Diamine Meadow Ink

I was recently reminded about Diamine Meadow (available in 2ml samples for $1.25 and 80ml bottles for $14.95) 30ml bottles for $7.50 and from my Secret Society of Enablers (you know who you are!). I’m lucky I know so many people who share my love of green. I had a sample of it in my stash from a Goulet Pens Ink Drop so I finally pulled it out to give it a good going over to determine if this was an ink worthy of a full bottle purchase, seeing as I already own many bottles of yellow-green ink. I have to be choosy about how many more lime green inks enter my house for fear of mojito overload.

I filled my Lamy Safari with 1.1mm stub/calligraphy nib and set forth to give this ink a thorough testing.

First, I did my watercolor brush painted lettering, to see the range of color and was pleased with the range of color. Meadow varies from a deep almost kelly green to a light lime depending on how much ink is applied.

Then I started my writing tests. It seemed like the color was coming out much darker than most people had described it. I kept thinking that maybe I had some fugitive color from poor cleaning and the more I wrote the lighter the color became. Yep. Fugitive color.

Diamine Meadow Ink close-up

By the time I was halfway down the page, I am pretty confident I was getting the true color, consistent with both the color in the painted lettering and the swab. Its a bright, happy grassy green with lots of shading and it looks great in the wide 1.1mm nib. It does seem to dry a bit darker than when its wet … almost a little olive-y which is actually quite legible.

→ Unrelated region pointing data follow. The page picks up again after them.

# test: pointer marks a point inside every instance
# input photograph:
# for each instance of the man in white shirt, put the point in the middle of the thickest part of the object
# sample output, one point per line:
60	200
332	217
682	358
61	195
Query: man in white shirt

I was concerned about overall legibility so I switched out the 1.1mm nib to a F nib just to see for myself and the ink maintained both shading and legibility, at least with the European F nib. A Japanese F nib might lose some of the shading because it would be much finer but I think the color would stay dark enough to be usable unlike Pilot Iroshizuku Chiku-Rin which I sometimes find too light in very fine nibs to be useful.

Diamine Meadow Ink comparison

Overall, I think Diamine Meadow strikes a nice balance between being a bright green and being a usable color. I love the hue of Chiku-Rin but there are instances where its just too light. Caran D’ache Delicate Green is kind of ridiculously expensive for how kelly green it is and Monblanc Daniel DeFoe is a little subdued, not to mention limited edition. So if you’re in the market for a good green ink, Diamine Meadow is a good candidate and a favorite among the green beans. I think its a keeper.

DISCLAIMER: This item was sent to me free of charge by Goulet Pens for the purpose of review. Please see the About page for more details.

3 Comments on Ink Review: Diamine Meadow

  1. (you should probably reread/edit the first sentence of your review; I think you moved some clauses out of place)

    I’m really pleased to see a side-by-side comparison of Daniel Defoe and Chiku-Rin. I only own the Montblanc, but I’ve been vacillating for months and months on whether or not to buy the Chiku-Rin. Iroshizuku ink is just so damn expensive. I think these cards have finally settled the debate: I actually don’t need that particular ink.

    Yellow/lime greens are my weakness as well – J Herbin Vert Olive is one I keep coming back to, for lack of a better/more cost-effective option. But I’ve got Noodler’s Army Green on order (bless the Goulets for stocking the Karas in olive green with the new army green Leucchturm and the perfect army-olive ink). Hopefully the ink will be visually distinct from the Noodler’s Sequoia I already own, which is more of a dark emerald color.

    It looks like Meadow is a pretty near match to the Caran d’Ache – except I like the Meadow better, which is good, because Caran d’Ache is much too rich for my blood.

  2. I got a sample of Sailor Kobe # 19 Minatogawa Lime a few months ago. Since Sailor inks are so expensive stateside, I was recommended that Diamine Meadow might be a good match! I will definitely have to check this ink out soon!